Specific Phobia involves significant fear that is excessive or unreasonable in the presence of a specific object or situation or in anticipation of facing that object or situation. Some phobic reactions can be so severe that they lead to a Panic Attack. Although someone can develop a fear of almost anything most phobias fall into four main categories:
• Animal Type (e.g., dogs, insects),
• Natural Environment Type (e.g., heights, storms, water),
• Blood-Injection-Injury Type (e.g., needles, dentists office, surgery),
• Situational Type (e.g., airplanes, elevators, enclosed places),
As well, there is a fifth category for those phobic fears that do not fit into the other four categories:
• Other Type (e.g., fear of choking, vomiting, contracting an illness, loud sounds, costumed characters)
Many people fear and avoid certain objects, situations, animals, or insects (e.g., mice, spiders, or snakes), but for it to be considered a psychological disorder the fear and avoidance must interfere with your normal routine (e.g., pushing past spider webs to get to the washing machine), your occupation (e.g., working in a tall building), or social activities (e.g., going to the "Arachnid Club" with friends).

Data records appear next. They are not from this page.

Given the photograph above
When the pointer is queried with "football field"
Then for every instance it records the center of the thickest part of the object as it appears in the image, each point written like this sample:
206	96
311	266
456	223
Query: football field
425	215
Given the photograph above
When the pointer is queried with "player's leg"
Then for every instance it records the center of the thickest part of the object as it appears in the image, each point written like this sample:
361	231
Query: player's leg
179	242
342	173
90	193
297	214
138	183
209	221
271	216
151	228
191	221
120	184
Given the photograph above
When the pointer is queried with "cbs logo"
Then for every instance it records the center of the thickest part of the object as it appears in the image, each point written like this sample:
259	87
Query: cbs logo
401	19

In short, specific fears are only a problem if you must confront the feared object in everyday life. It would certainly be prudent for someone in a career involving a great deal of travel to seek treatment as soon as possible for a fear of flying. Similarly, someone who is unable to take a higher-paying job in a downtown high-rise because of fear of heights has a fear that is interfering with daily life.
Fear of certain objects or situations following a traumatic event could represent a Specific Phobia due to an association between fear and the object or situation. However, a diagnosis of Post Traumatic Stress Disorder may be warranted depending on the accompanying symptoms. If the fear is limited to social situations then it may be better accounted for by Social Phobia.
The treatment for specific phobia focuses on changing the fearful thoughts a person experiences in the presence of the phobic object or situation and and helping the person reduce behavioral avoidance. Cognitive behavior therapy is carried out in a systematic fashion in order to have the person be in the presence of the feared object or situation without being overwhelmed.